The AWS support is explicitly acknowledging it's an issue, while giving a rational reason why it probably won't be fixed (even if you disagree with the reason). The back-compat concern is unfortunate but a good argument can be made it's not in users' interests either (beyond being just a cost to AWS to implement the change).
They could, by versioning the API (e.g. add a /v2/ to all paths), but that would benefit no-one and should only be done alongside any number of much more important changes.
That opens a whole new can of worms. They have not deprecated a single part of the s3 API ever, in history (okay I'm partially lying, the SOAP API is now officially deprecated in the sense that they won't add new features to it).

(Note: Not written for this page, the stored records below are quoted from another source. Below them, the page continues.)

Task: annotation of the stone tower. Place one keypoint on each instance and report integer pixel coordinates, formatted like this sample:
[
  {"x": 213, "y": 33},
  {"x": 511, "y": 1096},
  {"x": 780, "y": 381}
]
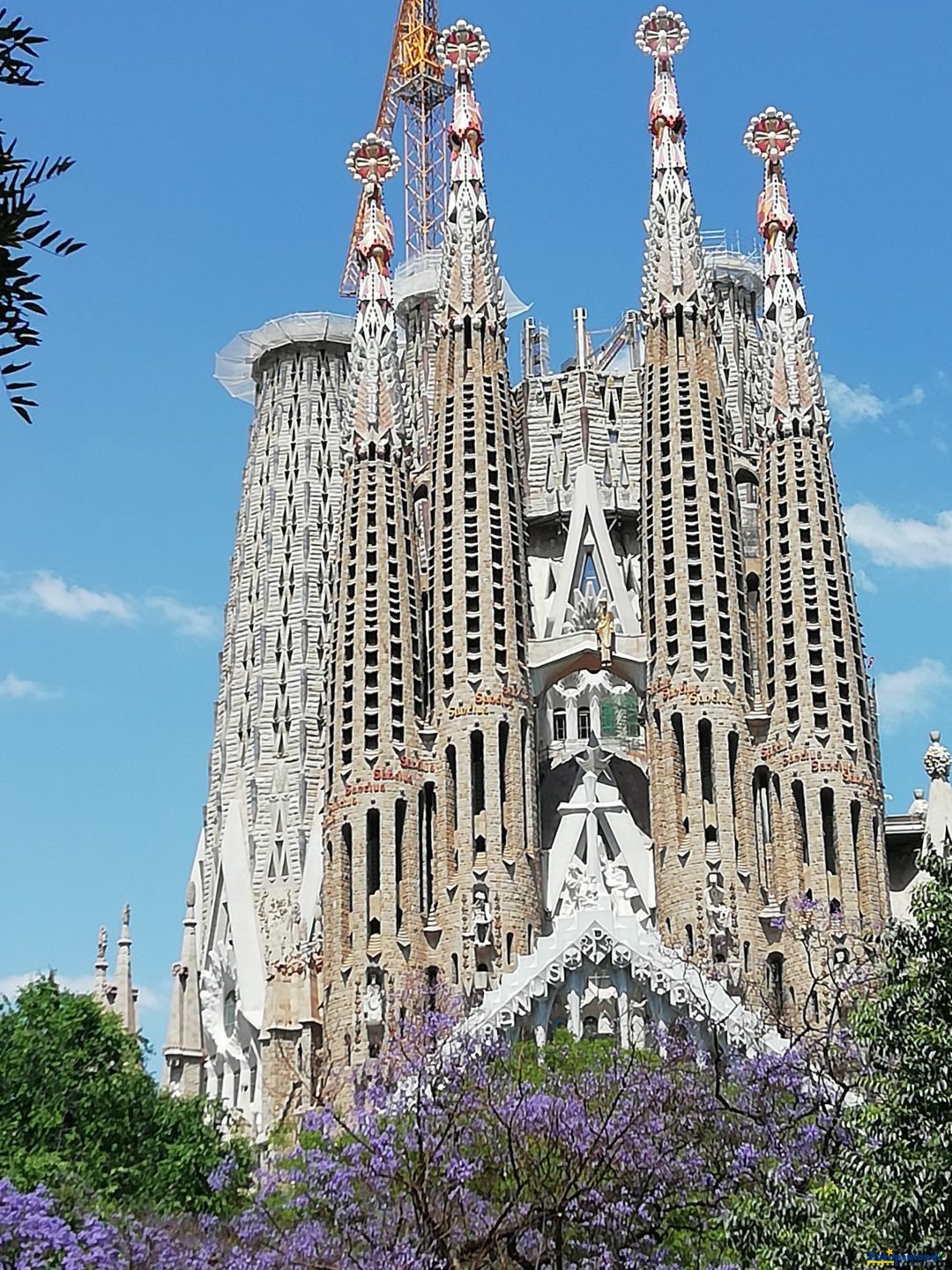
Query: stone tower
[
  {"x": 258, "y": 865},
  {"x": 481, "y": 882},
  {"x": 556, "y": 698},
  {"x": 693, "y": 578},
  {"x": 371, "y": 900},
  {"x": 816, "y": 785}
]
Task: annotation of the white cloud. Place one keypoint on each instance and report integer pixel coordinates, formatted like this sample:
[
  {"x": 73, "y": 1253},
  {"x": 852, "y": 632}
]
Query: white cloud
[
  {"x": 78, "y": 983},
  {"x": 58, "y": 597},
  {"x": 908, "y": 693},
  {"x": 850, "y": 406},
  {"x": 49, "y": 594},
  {"x": 902, "y": 542},
  {"x": 13, "y": 686},
  {"x": 187, "y": 619}
]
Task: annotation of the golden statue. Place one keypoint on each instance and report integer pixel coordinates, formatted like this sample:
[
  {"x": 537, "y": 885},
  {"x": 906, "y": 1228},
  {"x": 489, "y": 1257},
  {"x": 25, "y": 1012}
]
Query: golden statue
[{"x": 605, "y": 628}]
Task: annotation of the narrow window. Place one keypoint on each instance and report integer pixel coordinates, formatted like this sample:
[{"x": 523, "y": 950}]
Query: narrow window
[
  {"x": 773, "y": 981},
  {"x": 398, "y": 822},
  {"x": 452, "y": 785},
  {"x": 800, "y": 803},
  {"x": 681, "y": 773},
  {"x": 829, "y": 830},
  {"x": 706, "y": 753},
  {"x": 478, "y": 773},
  {"x": 346, "y": 833}
]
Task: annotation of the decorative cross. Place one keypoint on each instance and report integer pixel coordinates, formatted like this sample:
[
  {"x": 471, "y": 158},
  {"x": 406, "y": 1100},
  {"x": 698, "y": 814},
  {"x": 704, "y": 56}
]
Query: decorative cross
[
  {"x": 593, "y": 762},
  {"x": 770, "y": 135},
  {"x": 372, "y": 161},
  {"x": 462, "y": 48},
  {"x": 661, "y": 34}
]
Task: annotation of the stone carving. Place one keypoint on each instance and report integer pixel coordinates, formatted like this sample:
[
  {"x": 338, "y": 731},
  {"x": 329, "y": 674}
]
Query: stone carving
[
  {"x": 279, "y": 918},
  {"x": 919, "y": 807},
  {"x": 481, "y": 915},
  {"x": 619, "y": 884},
  {"x": 579, "y": 891},
  {"x": 605, "y": 629},
  {"x": 937, "y": 758},
  {"x": 216, "y": 983},
  {"x": 374, "y": 1005},
  {"x": 582, "y": 614},
  {"x": 718, "y": 912}
]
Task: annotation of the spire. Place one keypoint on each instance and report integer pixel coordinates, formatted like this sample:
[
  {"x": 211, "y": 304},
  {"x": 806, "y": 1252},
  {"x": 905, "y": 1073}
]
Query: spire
[
  {"x": 793, "y": 399},
  {"x": 183, "y": 1050},
  {"x": 675, "y": 273},
  {"x": 100, "y": 983},
  {"x": 470, "y": 280},
  {"x": 124, "y": 1002},
  {"x": 937, "y": 834},
  {"x": 376, "y": 406}
]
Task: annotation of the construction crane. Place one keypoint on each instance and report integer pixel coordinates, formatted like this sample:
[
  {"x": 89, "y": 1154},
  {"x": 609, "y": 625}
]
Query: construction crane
[{"x": 414, "y": 80}]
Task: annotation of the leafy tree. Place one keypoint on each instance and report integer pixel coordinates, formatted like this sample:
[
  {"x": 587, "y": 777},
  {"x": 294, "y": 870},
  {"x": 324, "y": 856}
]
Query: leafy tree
[
  {"x": 80, "y": 1114},
  {"x": 25, "y": 228},
  {"x": 888, "y": 1177}
]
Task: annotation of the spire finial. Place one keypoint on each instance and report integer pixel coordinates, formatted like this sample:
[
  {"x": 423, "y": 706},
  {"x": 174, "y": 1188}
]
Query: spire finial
[
  {"x": 770, "y": 136},
  {"x": 793, "y": 399},
  {"x": 376, "y": 394},
  {"x": 470, "y": 276},
  {"x": 661, "y": 34},
  {"x": 937, "y": 759},
  {"x": 374, "y": 161},
  {"x": 461, "y": 49}
]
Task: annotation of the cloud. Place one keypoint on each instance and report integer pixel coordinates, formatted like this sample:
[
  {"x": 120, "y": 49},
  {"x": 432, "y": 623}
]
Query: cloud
[
  {"x": 78, "y": 983},
  {"x": 49, "y": 594},
  {"x": 13, "y": 686},
  {"x": 908, "y": 693},
  {"x": 187, "y": 619},
  {"x": 850, "y": 406},
  {"x": 904, "y": 544},
  {"x": 56, "y": 596}
]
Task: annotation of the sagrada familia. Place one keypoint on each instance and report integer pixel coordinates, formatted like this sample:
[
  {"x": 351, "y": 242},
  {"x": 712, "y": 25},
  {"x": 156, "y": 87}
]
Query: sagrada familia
[{"x": 553, "y": 696}]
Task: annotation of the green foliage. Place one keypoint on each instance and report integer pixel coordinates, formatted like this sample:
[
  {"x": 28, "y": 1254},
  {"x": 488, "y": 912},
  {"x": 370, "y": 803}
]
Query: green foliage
[
  {"x": 25, "y": 228},
  {"x": 889, "y": 1177},
  {"x": 80, "y": 1114}
]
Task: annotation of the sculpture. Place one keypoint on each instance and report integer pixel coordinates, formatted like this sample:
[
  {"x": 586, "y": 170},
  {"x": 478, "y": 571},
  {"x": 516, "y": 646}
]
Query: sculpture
[
  {"x": 374, "y": 1005},
  {"x": 937, "y": 758},
  {"x": 718, "y": 911},
  {"x": 481, "y": 915},
  {"x": 579, "y": 891},
  {"x": 605, "y": 629}
]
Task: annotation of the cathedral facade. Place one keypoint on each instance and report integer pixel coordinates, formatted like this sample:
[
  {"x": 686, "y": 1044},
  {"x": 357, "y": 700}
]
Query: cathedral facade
[{"x": 551, "y": 695}]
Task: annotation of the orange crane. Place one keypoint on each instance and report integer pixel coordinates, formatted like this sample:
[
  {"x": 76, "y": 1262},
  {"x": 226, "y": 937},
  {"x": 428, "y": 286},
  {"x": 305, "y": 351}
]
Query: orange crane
[{"x": 417, "y": 81}]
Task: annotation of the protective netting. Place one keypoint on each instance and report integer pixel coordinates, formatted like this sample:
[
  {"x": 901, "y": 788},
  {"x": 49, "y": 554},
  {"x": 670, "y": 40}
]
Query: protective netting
[{"x": 234, "y": 363}]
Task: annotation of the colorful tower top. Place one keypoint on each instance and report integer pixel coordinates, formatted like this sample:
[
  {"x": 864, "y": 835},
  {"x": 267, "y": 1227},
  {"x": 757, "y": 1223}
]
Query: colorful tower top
[
  {"x": 675, "y": 274},
  {"x": 470, "y": 280},
  {"x": 376, "y": 407},
  {"x": 793, "y": 400}
]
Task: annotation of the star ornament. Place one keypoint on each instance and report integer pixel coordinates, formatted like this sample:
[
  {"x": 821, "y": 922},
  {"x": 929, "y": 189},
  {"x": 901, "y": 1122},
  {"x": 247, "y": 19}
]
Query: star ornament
[
  {"x": 661, "y": 34},
  {"x": 770, "y": 135},
  {"x": 462, "y": 46},
  {"x": 372, "y": 161}
]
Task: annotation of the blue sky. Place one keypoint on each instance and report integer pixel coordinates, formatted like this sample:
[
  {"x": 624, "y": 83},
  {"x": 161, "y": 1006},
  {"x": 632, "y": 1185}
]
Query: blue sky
[{"x": 211, "y": 188}]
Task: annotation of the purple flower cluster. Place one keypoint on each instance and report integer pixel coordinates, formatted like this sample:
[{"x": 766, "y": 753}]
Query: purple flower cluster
[{"x": 462, "y": 1152}]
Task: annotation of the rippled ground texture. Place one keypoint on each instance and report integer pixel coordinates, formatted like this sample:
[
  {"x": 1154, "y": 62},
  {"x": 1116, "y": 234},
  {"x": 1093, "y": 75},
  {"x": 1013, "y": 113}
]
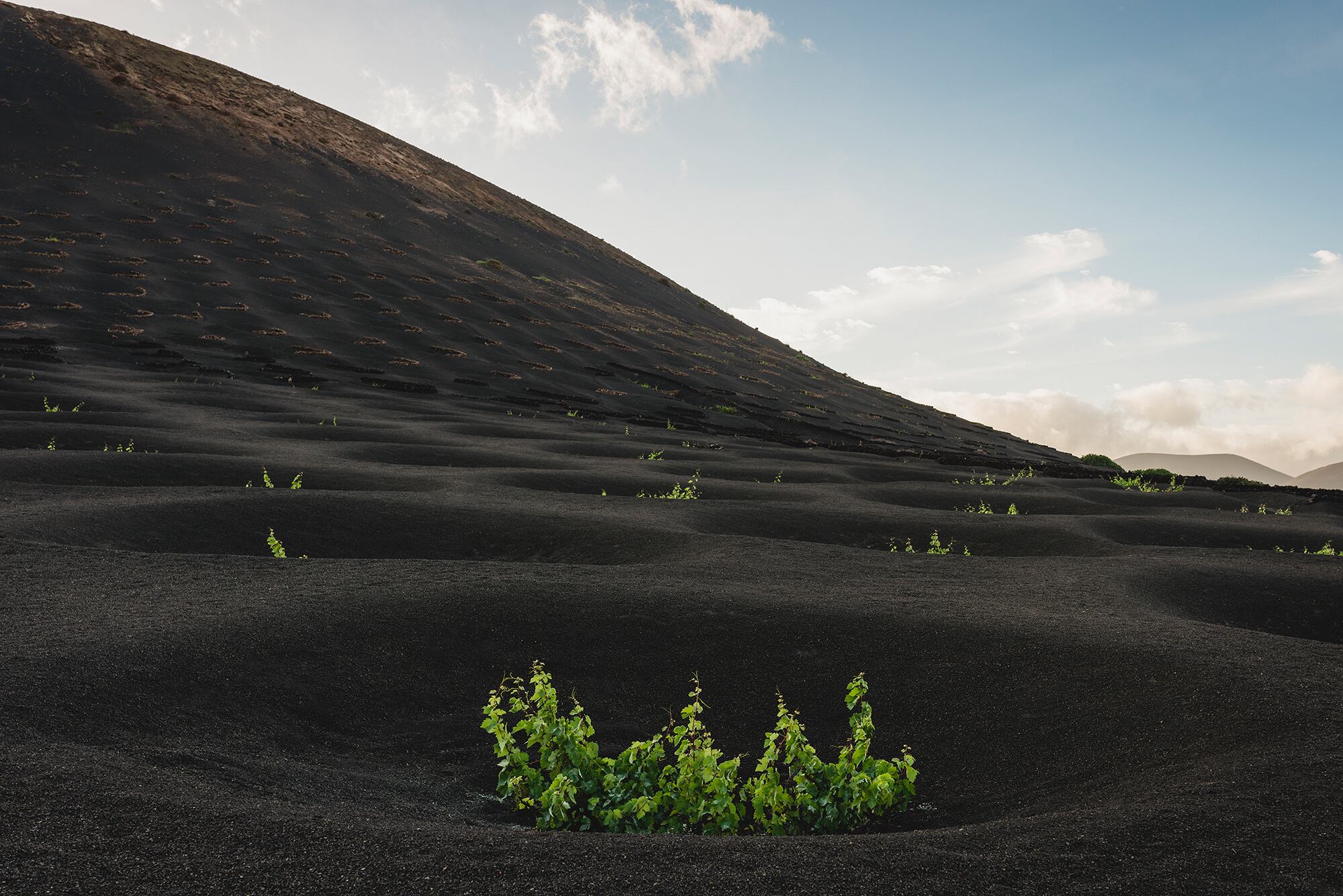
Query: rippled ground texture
[
  {"x": 1117, "y": 691},
  {"x": 1113, "y": 691}
]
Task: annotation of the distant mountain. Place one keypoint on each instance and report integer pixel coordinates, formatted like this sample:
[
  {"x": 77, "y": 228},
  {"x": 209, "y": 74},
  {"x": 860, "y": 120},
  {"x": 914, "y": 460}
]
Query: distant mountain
[
  {"x": 167, "y": 213},
  {"x": 1330, "y": 477},
  {"x": 1213, "y": 467}
]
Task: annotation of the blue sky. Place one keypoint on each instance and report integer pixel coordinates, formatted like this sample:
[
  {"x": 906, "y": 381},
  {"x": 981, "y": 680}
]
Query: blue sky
[{"x": 1106, "y": 226}]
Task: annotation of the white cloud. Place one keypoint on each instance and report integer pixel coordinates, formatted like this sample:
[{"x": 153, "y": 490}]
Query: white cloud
[
  {"x": 1293, "y": 424},
  {"x": 837, "y": 294},
  {"x": 910, "y": 274},
  {"x": 417, "y": 118},
  {"x": 1313, "y": 289},
  {"x": 629, "y": 63},
  {"x": 1041, "y": 287},
  {"x": 1086, "y": 295}
]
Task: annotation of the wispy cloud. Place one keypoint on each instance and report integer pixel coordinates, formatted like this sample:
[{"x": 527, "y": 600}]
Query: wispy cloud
[
  {"x": 629, "y": 63},
  {"x": 414, "y": 117},
  {"x": 1293, "y": 424},
  {"x": 1043, "y": 282}
]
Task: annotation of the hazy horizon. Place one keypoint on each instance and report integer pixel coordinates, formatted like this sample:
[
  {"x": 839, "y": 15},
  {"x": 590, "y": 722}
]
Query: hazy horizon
[{"x": 1105, "y": 228}]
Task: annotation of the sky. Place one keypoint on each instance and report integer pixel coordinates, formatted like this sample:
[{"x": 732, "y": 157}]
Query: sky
[{"x": 1109, "y": 227}]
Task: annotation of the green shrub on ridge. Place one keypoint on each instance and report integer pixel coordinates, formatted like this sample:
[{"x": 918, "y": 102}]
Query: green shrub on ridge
[
  {"x": 678, "y": 781},
  {"x": 1102, "y": 460}
]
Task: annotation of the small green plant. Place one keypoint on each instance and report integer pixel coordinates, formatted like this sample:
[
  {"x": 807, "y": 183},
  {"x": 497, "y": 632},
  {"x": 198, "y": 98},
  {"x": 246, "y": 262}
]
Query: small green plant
[
  {"x": 679, "y": 781},
  {"x": 1102, "y": 460},
  {"x": 1329, "y": 550},
  {"x": 1029, "y": 472},
  {"x": 935, "y": 546},
  {"x": 690, "y": 491},
  {"x": 1138, "y": 481}
]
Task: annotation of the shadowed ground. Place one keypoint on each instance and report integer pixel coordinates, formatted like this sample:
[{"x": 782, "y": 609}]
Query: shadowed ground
[{"x": 1115, "y": 693}]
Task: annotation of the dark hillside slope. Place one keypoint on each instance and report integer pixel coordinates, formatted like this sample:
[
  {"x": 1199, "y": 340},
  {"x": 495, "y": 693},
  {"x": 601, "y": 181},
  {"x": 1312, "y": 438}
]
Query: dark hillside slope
[
  {"x": 1109, "y": 690},
  {"x": 1207, "y": 466},
  {"x": 1329, "y": 477},
  {"x": 171, "y": 213}
]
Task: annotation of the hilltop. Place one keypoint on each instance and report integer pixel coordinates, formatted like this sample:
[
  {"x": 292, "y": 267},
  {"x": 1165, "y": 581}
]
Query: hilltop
[{"x": 236, "y": 319}]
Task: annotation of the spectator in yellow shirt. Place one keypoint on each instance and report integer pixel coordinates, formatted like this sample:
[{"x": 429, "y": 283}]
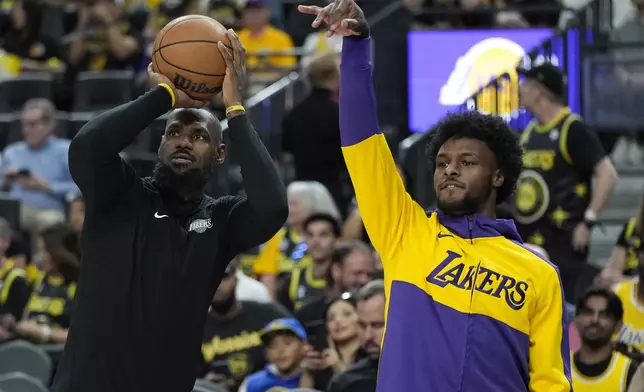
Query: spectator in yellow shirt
[{"x": 258, "y": 36}]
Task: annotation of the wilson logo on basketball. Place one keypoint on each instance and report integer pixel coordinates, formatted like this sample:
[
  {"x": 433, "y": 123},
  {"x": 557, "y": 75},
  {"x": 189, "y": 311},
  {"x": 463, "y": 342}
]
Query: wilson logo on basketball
[{"x": 185, "y": 84}]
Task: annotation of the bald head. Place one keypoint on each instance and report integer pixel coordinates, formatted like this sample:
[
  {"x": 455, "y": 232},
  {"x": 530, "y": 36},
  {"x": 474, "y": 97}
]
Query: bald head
[{"x": 197, "y": 117}]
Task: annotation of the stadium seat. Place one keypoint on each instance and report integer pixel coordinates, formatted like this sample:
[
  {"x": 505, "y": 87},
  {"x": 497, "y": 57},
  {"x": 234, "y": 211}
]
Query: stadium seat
[
  {"x": 16, "y": 91},
  {"x": 15, "y": 133},
  {"x": 207, "y": 386},
  {"x": 75, "y": 122},
  {"x": 96, "y": 91},
  {"x": 20, "y": 382},
  {"x": 27, "y": 358}
]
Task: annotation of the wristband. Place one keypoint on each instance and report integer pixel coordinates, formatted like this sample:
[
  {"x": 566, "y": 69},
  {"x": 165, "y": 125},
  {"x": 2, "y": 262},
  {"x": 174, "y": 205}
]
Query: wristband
[
  {"x": 235, "y": 108},
  {"x": 170, "y": 91}
]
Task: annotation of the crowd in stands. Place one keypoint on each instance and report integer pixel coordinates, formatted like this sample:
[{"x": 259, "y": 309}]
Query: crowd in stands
[{"x": 304, "y": 310}]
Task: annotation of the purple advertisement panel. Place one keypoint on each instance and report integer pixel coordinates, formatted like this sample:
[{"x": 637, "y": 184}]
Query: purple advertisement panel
[{"x": 447, "y": 67}]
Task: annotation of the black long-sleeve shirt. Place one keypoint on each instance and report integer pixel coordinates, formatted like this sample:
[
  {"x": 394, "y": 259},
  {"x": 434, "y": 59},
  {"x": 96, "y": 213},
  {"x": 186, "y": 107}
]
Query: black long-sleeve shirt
[{"x": 147, "y": 280}]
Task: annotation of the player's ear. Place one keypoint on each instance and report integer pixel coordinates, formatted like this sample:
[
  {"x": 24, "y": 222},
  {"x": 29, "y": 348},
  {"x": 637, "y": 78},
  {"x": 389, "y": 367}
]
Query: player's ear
[
  {"x": 498, "y": 179},
  {"x": 220, "y": 153}
]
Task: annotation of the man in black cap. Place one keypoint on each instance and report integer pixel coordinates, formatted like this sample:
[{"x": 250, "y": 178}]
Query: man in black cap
[
  {"x": 555, "y": 207},
  {"x": 232, "y": 347}
]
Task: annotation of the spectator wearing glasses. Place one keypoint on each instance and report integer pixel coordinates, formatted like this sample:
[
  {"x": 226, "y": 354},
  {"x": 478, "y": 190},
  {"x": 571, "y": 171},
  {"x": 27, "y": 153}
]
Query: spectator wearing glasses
[
  {"x": 310, "y": 279},
  {"x": 596, "y": 366},
  {"x": 361, "y": 376},
  {"x": 232, "y": 347},
  {"x": 36, "y": 170},
  {"x": 352, "y": 265}
]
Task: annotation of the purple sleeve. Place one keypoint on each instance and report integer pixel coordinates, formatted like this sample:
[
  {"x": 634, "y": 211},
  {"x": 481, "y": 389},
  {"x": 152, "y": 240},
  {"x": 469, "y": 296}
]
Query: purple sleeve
[{"x": 358, "y": 113}]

They're not going to change it just for the sake of some minor path issues that have a workaround. (Side note: They tend to uses headers rather than paths for API declarations). I have personally been bit by this same issue, but I would never recommend they change pieces of the service to accommodate it. It's handled easily in client code. What they could do is make an obvious "gotchas" section of documentation
AWS has done a tremendous job of getting things right-enough the first time. They have never killed an AWS service. They'd need a much bigger reason to version an API.
Eh, URL/URI escaping is an interesting example, because people have been doing inconsistent and sometimes standards-problematic things with it pretty much as long as they existed. And indeed it's been a perpetual pain and problem. (just one example read up on `&` and `;`, and whether `&` can/should/must be escaped in what contexts; that's not the only one, `+` is another long-standing one). So not a great example of how everyone used to always be consistently standards-compliant in "earlier times", more like a counter-example. I don't think it's unique, my experience is not that everything used to be more consistent and standards compliant in "earlier times" than it is now, when it comes to the web, if anything the reverse.
When were these "earlier times" for the web? Not during browser wars, that's for sure. Not when web2.0 started with crazy ideas about rest. Not during flash-everywhere era. Etc...
Edit: As mentioned below, this isn't correct since URLs should be able to be escaped and return the same resource, and an escaped + differs from an unescaped + on S3.